Similarity Search (k-NN)¶

The ChemicalDice ecosystem includes a dedicated module for performing Leave-One-Out Cross-Validation (LOOCV) using distance-weighted k-Nearest Neighbors (k-NN). This tool is essential for evaluating the local chemical intuition of embeddings and identifying neighboring molecules in the latent space.

⚙️ How it Works¶

The module performs the following steps:

Alignment: Ensures that labels and embeddings are perfectly aligned by SMILES.
Normalization: Applies L2 normalization to features for accurate cosine similarity calculation.
LOOCV Execution: For every molecule in the dataset, it identifies the top 20 nearest neighbors from the remaining data.
Weighted Metrics: Calculates predictive metrics (ROC-AUC, F1, etc.) for every \(k\) from 1 to 20 using inverse-distance weighting.

🛠 Pre-requisite: Generate CDI Embeddings¶

Before running similarity search, you must have the CDI embeddings for your dataset.
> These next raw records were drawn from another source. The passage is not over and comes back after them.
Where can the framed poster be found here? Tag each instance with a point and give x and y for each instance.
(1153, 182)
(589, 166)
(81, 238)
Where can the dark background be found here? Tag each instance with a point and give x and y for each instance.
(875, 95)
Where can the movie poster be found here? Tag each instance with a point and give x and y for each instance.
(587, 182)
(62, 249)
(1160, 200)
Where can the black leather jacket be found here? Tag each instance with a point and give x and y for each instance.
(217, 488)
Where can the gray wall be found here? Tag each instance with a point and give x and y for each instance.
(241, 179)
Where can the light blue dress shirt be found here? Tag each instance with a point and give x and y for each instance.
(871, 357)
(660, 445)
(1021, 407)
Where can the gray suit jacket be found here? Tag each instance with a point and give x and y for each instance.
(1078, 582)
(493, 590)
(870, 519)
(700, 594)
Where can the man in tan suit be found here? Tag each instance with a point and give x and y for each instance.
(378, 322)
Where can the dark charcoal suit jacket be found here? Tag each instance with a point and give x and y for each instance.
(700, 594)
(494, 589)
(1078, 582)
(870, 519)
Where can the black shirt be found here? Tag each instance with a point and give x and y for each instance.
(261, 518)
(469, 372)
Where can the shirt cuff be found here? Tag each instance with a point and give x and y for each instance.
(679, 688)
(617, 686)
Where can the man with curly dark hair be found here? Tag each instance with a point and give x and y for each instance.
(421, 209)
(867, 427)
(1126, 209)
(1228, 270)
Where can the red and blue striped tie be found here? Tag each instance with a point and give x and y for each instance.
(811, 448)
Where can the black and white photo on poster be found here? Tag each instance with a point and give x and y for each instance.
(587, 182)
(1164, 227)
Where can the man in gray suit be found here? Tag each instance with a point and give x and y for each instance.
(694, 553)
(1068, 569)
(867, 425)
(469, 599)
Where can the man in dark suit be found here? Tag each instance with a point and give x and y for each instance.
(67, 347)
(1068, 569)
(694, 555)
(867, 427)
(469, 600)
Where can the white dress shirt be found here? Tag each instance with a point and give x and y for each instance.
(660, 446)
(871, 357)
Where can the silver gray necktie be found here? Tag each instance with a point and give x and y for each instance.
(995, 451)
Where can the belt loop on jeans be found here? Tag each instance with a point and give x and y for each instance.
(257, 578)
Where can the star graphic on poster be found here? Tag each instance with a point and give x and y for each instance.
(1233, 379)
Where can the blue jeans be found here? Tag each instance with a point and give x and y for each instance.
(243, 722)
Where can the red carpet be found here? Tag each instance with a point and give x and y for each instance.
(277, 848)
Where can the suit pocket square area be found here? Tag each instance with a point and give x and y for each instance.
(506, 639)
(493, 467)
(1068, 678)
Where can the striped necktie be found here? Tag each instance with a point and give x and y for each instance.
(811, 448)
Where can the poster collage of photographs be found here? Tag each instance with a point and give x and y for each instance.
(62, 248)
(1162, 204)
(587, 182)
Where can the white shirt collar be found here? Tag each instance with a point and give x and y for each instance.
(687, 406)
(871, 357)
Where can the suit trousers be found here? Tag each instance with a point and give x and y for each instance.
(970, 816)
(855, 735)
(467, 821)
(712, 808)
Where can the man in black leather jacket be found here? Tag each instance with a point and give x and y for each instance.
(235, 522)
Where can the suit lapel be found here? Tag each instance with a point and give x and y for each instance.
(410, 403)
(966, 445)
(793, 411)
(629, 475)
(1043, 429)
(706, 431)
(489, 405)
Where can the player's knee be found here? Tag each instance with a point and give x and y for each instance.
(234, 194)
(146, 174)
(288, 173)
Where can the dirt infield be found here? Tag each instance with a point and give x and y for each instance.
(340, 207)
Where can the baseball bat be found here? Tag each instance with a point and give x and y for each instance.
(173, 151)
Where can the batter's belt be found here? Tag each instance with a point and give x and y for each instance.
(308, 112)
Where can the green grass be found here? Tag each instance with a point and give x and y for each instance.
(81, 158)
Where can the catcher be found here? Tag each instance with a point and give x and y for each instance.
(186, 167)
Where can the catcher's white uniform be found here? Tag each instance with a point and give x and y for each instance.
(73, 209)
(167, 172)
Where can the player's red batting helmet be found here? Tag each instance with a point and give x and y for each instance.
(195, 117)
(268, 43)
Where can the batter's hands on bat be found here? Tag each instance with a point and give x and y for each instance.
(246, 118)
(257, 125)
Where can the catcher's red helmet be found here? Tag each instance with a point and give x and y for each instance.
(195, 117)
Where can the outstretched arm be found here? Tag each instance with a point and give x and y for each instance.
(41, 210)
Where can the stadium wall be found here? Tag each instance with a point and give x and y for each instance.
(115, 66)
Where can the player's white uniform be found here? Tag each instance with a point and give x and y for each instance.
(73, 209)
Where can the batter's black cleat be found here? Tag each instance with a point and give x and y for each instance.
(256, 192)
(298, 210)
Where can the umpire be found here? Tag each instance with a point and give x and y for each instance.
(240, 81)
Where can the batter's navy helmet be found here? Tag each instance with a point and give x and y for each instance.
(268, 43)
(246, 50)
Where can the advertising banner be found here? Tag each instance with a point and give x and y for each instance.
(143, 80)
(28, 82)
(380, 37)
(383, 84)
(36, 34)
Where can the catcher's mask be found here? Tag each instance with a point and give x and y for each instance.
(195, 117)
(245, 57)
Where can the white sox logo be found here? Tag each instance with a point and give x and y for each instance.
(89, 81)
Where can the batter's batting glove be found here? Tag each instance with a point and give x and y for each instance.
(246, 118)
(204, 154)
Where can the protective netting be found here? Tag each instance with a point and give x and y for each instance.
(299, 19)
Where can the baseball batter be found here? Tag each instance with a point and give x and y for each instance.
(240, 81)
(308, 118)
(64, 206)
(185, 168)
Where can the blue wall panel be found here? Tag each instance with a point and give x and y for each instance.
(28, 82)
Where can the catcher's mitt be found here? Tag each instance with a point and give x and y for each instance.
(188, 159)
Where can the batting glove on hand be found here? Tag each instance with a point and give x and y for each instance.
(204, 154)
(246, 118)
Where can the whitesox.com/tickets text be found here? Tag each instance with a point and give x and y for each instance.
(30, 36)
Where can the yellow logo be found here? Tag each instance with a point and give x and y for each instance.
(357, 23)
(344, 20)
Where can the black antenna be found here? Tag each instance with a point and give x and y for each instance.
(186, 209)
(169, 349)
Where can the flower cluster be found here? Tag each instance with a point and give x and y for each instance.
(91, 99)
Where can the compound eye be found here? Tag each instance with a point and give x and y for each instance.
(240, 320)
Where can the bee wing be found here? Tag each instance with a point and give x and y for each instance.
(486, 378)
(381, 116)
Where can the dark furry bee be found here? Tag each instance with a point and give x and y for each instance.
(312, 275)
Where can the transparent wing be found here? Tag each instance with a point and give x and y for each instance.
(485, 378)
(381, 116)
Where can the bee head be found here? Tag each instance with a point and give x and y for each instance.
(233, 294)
You can generate these using the CDI API:

# Generate embeddings from your label file
cdi fetch --input ./datasets/herg/herg_karim.csv --output ./datasets/herg/CDI_embeddings.csv --canonicalize

🚀 Execution via Command Line¶

You can run the similarity search pipeline using the following syntax:

python -m ChemicalDice.experiments.similarity_search \
    --data-dir ./datasets/herg \
    --labels herg_karim.csv \
    --targets Y \
    --descriptor CDI \
    --sampling NONE \
    --output ./results/similarity

Essential Arguments:¶

--data-dir: Directory containing your label CSV and the corresponding descriptor (CSV/Parquet).
--labels: The filename of your label file (e.g., herg.csv).
--targets: Space-separated list of target columns to evaluate.
--descriptor: The string to match in the descriptor filename (e.g., CDI or mordred).
--sampling: Use DOWNSAMPLING for highly imbalanced datasets or NONE (default).
--output: Directory where the three result CSVs will be saved.

📊 Output Files¶

The pipeline generates three distinct files in the output directory:

metrics_k5_...csv: Standard baseline metrics calculated at \(k=5\).
distances_20_...csv: Detailed neighbor report containing the SMILES, distance, and labels for the top 20 neighbors of every query molecule.
weighted_metrics_...csv: A comparative table showing how predictive performance scales as you increase \(k\) from 1 to 20.

🧪 Statistical Insights¶

By analyzing the weighted_metrics output, researchers can determine the "Locality Range" of an embedding—the optimal number of neighbors required to achieve peak predictive accuracy, which serves as a proxy for the quality of the learned chemical manifold.